- Australian home video cover art
- Written by: Karen Kelly
- Directed by: Andrew Stevens
- Starring: Ian Ziering Katherine Kelly Lang Dee Wallace Andrew Stevens
- Music by: Terry Plumeri
- Country of origin: United States
- Original language: English

Production
- Producer: Andrew Stevens
- Cinematography: Gary Graver
- Editor: Peter Basinski
- Running time: 81 minutes
- Production companies: Concorde-New Horizons Royal Oaks Entertainment Inc. Showtime Networks

Original release
- Network: Showtime
- Release: August 3, 1996

= Subliminal Seduction =

1996 film by Andrew Stevens

Subliminal Seduction (released as Mind Storm in Australia) is a 1996 American drama science fiction film produced and directed by Andrew Stevens and starring Ian Ziering, Katherine Kelly Lang, Dee Wallace and Andrew Stevens. It was part of the Roger Corman Presents series premiering on August 3, 1996 at 10:15 PM, airing on Showtime as a television film.

==Plot==
One of the top computer game designers in the country, Darrin Danver decides to move, with his lovely wife, Bev to Las Vegas and work for Compucom, the leading developer and distributor of computer games worldwide. More than eager to woo their newest arrival, Compucom showers the Danvers, with many luxuries and spoils. Both Darrin and Deb have worked long and hard, and a taste of the "good" life is something they both would not mind savoring for a while.

Operated like an old "ivy league" fraternity, the corporation encourages its male executives to marry decent home-makers. Uneasy with the corporation's expectations, Deb decides to finish up her Ph.D.. Becoming increasingly suspicious of the company's constraints, Deb's curiosity grows in this CD-ROM company her husband has formed a strong loyalty to. Therefore, a mounting tension between the couple surmounts.

Well Darrin and Deb continue, with their daily routines, two top executives with Compucom, Meg and Jimmy Eicher, dangerously test the effects of cerebral brain lobe stimulus on unsuspecting volunteers. These "guinea pigs" are made to perform certain tasks and then have no recollection of any occurrence the next morning.

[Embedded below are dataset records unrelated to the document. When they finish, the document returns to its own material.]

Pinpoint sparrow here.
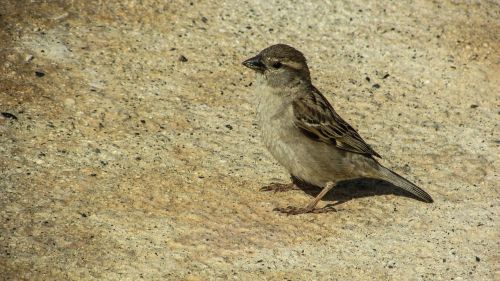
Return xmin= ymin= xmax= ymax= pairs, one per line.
xmin=243 ymin=44 xmax=433 ymax=214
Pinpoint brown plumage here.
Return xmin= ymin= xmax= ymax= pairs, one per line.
xmin=243 ymin=44 xmax=432 ymax=214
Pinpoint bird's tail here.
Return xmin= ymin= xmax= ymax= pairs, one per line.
xmin=379 ymin=166 xmax=434 ymax=203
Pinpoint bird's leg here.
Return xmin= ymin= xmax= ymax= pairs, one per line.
xmin=274 ymin=181 xmax=336 ymax=215
xmin=260 ymin=175 xmax=303 ymax=193
xmin=260 ymin=182 xmax=299 ymax=192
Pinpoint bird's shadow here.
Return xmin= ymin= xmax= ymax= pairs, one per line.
xmin=295 ymin=178 xmax=422 ymax=206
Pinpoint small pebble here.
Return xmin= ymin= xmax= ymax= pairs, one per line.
xmin=64 ymin=98 xmax=75 ymax=107
xmin=24 ymin=55 xmax=34 ymax=62
xmin=2 ymin=112 xmax=17 ymax=120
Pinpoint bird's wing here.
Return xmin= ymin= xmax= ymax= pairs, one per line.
xmin=292 ymin=87 xmax=380 ymax=157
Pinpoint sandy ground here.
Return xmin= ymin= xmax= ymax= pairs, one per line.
xmin=0 ymin=0 xmax=500 ymax=280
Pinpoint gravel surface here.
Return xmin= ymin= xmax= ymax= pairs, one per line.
xmin=0 ymin=0 xmax=500 ymax=280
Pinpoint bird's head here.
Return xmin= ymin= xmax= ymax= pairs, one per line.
xmin=243 ymin=44 xmax=311 ymax=87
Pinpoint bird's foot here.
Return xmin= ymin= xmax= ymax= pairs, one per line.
xmin=273 ymin=205 xmax=337 ymax=215
xmin=260 ymin=182 xmax=299 ymax=193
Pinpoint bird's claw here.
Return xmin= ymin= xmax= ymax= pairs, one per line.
xmin=260 ymin=182 xmax=298 ymax=193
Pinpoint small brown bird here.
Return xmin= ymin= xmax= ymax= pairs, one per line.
xmin=243 ymin=44 xmax=433 ymax=214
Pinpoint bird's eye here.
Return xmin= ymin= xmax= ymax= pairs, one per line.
xmin=272 ymin=62 xmax=283 ymax=69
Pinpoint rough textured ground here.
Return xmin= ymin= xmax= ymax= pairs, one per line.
xmin=0 ymin=0 xmax=500 ymax=280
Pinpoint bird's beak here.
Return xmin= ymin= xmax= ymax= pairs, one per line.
xmin=243 ymin=55 xmax=266 ymax=72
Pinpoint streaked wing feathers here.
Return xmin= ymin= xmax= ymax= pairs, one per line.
xmin=292 ymin=88 xmax=380 ymax=157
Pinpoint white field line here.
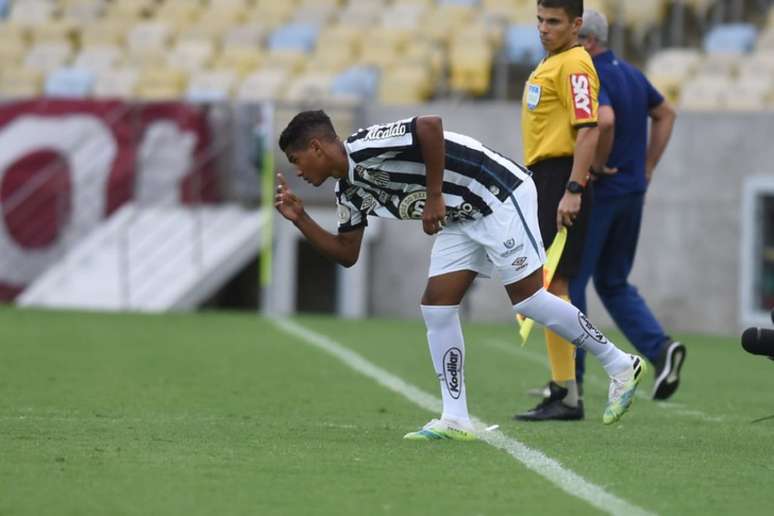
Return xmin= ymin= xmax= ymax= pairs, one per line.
xmin=482 ymin=337 xmax=725 ymax=423
xmin=271 ymin=319 xmax=653 ymax=516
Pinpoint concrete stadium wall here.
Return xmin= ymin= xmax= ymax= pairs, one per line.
xmin=354 ymin=103 xmax=774 ymax=334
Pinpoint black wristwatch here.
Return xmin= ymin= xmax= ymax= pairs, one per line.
xmin=567 ymin=181 xmax=586 ymax=193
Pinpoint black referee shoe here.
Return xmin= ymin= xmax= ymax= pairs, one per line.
xmin=513 ymin=382 xmax=583 ymax=421
xmin=653 ymin=340 xmax=686 ymax=400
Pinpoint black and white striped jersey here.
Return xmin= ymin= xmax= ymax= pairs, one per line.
xmin=336 ymin=118 xmax=530 ymax=232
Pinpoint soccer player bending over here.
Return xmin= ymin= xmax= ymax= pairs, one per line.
xmin=275 ymin=111 xmax=645 ymax=441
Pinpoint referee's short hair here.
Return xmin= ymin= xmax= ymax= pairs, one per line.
xmin=580 ymin=9 xmax=608 ymax=45
xmin=537 ymin=0 xmax=583 ymax=20
xmin=279 ymin=110 xmax=336 ymax=153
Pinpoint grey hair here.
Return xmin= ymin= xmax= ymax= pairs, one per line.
xmin=580 ymin=9 xmax=607 ymax=45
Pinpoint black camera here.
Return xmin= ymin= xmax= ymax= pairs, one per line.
xmin=742 ymin=310 xmax=774 ymax=360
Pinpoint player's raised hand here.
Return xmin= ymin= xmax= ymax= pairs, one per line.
xmin=274 ymin=174 xmax=304 ymax=222
xmin=422 ymin=193 xmax=446 ymax=235
xmin=556 ymin=192 xmax=581 ymax=231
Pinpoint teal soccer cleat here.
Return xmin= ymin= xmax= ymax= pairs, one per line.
xmin=602 ymin=355 xmax=645 ymax=425
xmin=403 ymin=419 xmax=478 ymax=441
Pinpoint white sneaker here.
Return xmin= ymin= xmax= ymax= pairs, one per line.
xmin=403 ymin=419 xmax=478 ymax=441
xmin=602 ymin=355 xmax=646 ymax=425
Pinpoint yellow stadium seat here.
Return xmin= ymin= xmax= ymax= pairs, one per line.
xmin=0 ymin=39 xmax=27 ymax=70
xmin=167 ymin=41 xmax=215 ymax=71
xmin=104 ymin=0 xmax=158 ymax=23
xmin=449 ymin=41 xmax=492 ymax=96
xmin=282 ymin=72 xmax=333 ymax=102
xmin=0 ymin=68 xmax=43 ymax=99
xmin=213 ymin=47 xmax=265 ymax=75
xmin=185 ymin=69 xmax=237 ymax=101
xmin=24 ymin=42 xmax=72 ymax=73
xmin=221 ymin=22 xmax=266 ymax=48
xmin=265 ymin=50 xmax=308 ymax=73
xmin=137 ymin=68 xmax=186 ymax=100
xmin=73 ymin=45 xmax=123 ymax=73
xmin=237 ymin=68 xmax=290 ymax=101
xmin=126 ymin=21 xmax=172 ymax=54
xmin=678 ymin=76 xmax=733 ymax=111
xmin=92 ymin=67 xmax=139 ymax=98
xmin=29 ymin=20 xmax=75 ymax=43
xmin=78 ymin=18 xmax=127 ymax=46
xmin=8 ymin=0 xmax=59 ymax=26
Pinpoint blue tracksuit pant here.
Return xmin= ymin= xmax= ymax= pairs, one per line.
xmin=570 ymin=193 xmax=669 ymax=382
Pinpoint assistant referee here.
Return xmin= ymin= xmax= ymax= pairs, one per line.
xmin=515 ymin=0 xmax=599 ymax=421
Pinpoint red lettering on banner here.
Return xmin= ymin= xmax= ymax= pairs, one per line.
xmin=570 ymin=73 xmax=592 ymax=120
xmin=0 ymin=99 xmax=219 ymax=301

During a company dinner, one of the executives' wives babbles hysterically about this game they are all in, a moment later her husband Larry decides to finish it by leaping off the roof of the building. Of course, Larry's secretary Angie turns to Darrin to console her grief, and to carry out her plans of seduction.

Darrin begins poking around at Compucom and discovers the company's prize CD-ROM game "Mouse Maze" is encoded with subliminal information formulated to each executive and contains directives aimed at the consumer. Directives that are considered highly illegal and virtually undetectable. Stumbling across a set of CD's hidden in their house, by the previous deceased, Compucom executive, Debb and Darrin take them to a computer wizard friend of theirs. With Angie's help, they re-encode the game "Mouse Maze", before it goes into mass production.

"Pan or Pleasure" becomes the name of the game when Darrin further discovers a flash frame of light that, acts as an undetectable visual catalyst to Compucom volunteers. The game has made sight, sound and touch seem so real that, it can actually induce bodily sensations, such as sex, orgasm, pain and even death.

The tension and excitement escalates, when Darrin discovers that, his friend, Doug was reduced to a lifeless heap after experiencing the game at full warp and Bev has been given "directives" to jump off the Hoover Dam. Every second counting, Darrin barely pulls his wife, Deb to safety from the treacherous fall as Angie holds the culprits at gunpoint for the authorities to deal, with.

==Cast==
- Ian Ziering as Darrin Danver
- Katherine Kelly Lang as Deb Danver
- Andrew Stevens as Tom Moore
- Dee Wallace Stone as Sissy Bonner
- Stella Stevens as Mrs. Beecham
- Larry Manetti as Larry Bonner
- Kim Morgan Greene as Meg
- Kin Shriner as Jimmy
- Marc Riffon as Doug
- Rainer Grant as Angie
- Griffin Drew as Kim

==Release==
===Video distribution===
The television film was subsequently distributed and marketed under multiple titles (Flash Frame, The Corporation and Mind Storm) as VHS, DVD and streaming video movies.